Allergic or hypersensitivity dermatitis is not uncommonly described in dogs, and may be managed using a range of medical therapies including glucocorticoids, ciclosporin, oclacitinib (Apoquel; Zoetis), loviketmab (Cytopoint; Zoetis) and immunotherapy. In humans, long-term treatment with ruxolitinib, a related compound, has been associated with an increased risk of developing epidermal tumours (basal cell tumours and squamous cell carcinomas). In contrast, the use of tofacitinib, another inhibitor of janus-kinases (JAKs), has not been associated with significant adverse effects. The impact of using oclacitinib in dogs who have neoplasia is unclear, so a study assessing the risk of neoplasia in dogs treated over a long period with oclacitinib (Lancellotti et al, 2020) is welcome.

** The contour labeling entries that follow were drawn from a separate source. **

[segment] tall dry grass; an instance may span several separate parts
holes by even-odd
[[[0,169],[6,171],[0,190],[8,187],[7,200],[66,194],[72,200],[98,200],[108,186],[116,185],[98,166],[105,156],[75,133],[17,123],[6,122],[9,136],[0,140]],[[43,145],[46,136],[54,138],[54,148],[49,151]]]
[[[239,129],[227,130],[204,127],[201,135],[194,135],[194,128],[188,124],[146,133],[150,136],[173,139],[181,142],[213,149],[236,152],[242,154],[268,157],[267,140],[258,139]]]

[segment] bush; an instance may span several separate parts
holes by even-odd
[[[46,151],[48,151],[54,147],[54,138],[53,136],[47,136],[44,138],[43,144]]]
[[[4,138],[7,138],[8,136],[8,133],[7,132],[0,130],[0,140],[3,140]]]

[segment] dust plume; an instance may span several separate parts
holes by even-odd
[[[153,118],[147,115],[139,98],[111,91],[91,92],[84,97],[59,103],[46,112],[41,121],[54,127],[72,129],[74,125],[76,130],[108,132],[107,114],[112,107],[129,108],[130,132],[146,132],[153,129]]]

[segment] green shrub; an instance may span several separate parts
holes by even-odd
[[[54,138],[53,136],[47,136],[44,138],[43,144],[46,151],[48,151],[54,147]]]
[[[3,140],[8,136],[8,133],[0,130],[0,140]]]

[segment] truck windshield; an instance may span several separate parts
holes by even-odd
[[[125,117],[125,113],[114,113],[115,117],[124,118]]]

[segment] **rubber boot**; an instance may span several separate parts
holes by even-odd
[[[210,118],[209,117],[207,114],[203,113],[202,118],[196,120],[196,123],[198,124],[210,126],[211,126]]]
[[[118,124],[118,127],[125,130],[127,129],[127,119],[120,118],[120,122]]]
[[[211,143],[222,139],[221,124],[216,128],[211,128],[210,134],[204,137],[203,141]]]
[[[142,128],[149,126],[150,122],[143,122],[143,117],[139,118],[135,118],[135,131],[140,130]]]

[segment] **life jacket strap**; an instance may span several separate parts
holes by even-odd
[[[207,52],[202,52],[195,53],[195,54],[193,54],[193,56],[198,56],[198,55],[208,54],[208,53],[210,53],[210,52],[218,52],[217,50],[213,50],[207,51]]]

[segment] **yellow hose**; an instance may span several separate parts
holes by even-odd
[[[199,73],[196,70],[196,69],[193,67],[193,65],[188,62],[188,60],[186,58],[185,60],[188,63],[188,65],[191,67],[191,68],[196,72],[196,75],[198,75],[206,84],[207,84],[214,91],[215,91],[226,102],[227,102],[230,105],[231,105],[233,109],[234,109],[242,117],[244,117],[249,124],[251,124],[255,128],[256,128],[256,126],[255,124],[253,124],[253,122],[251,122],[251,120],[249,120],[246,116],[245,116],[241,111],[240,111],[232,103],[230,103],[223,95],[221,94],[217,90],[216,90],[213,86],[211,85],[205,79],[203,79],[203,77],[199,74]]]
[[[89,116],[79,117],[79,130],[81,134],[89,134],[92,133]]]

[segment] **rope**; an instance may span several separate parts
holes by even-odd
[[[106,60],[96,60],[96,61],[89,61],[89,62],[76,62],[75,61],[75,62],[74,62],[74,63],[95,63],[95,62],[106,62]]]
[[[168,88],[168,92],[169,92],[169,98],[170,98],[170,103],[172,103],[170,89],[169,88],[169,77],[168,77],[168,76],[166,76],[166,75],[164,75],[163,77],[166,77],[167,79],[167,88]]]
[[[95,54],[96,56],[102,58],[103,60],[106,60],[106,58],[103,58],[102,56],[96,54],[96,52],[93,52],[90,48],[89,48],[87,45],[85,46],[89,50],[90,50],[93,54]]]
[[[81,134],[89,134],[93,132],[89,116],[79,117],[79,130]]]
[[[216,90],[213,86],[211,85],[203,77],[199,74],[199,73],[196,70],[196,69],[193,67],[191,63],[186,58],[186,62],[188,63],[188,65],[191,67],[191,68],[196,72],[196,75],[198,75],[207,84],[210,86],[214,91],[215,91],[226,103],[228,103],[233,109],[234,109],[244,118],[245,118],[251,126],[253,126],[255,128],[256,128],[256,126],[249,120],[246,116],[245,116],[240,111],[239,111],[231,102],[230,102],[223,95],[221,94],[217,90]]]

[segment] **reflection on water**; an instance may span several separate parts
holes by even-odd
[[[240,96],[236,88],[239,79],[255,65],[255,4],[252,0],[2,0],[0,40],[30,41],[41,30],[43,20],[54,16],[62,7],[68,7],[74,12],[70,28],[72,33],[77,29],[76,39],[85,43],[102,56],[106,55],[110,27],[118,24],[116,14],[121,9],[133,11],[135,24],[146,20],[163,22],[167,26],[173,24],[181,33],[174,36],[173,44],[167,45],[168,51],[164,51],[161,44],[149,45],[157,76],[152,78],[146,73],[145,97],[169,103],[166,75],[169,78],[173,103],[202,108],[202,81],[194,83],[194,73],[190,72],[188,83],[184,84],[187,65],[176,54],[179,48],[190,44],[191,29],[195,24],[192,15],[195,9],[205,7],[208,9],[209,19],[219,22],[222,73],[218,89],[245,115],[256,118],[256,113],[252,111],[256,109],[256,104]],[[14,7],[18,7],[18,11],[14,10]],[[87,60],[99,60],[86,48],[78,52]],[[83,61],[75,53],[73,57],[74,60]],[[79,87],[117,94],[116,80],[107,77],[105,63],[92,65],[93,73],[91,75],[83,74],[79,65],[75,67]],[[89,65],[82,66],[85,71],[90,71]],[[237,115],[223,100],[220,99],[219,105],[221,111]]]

The study, published in JAVMA, was a retrospective analysis of data from dogs receiving treatment for allergic dermatitis with or without oclacitinib. The study population of dogs with allergic dermatitis comprised 339 dogs that had received oclacitinib for more than 6 months and 321 dogs that had never been prescribed the drug. In the group exposed to oclacitinib treatment, times ranged from 6–58 months and the sum total follow-up duration was 1105.6 patient years. The unexposed group had been treated for 3–107 months and the sum total follow-up duration was 1106.5 patient years. Overall, the cumulative incidence of skin masses, including all masses irrespective of diagnosis, did not differ significantly between the two groups (56.6% in the exposed and 58.3% in the non-exposed dogs) and the overall incidence rate for mass development did not vary (174 new cases/1000 patient years in the exposed dogs and 169 new cases/1000 patient years in the control dogs).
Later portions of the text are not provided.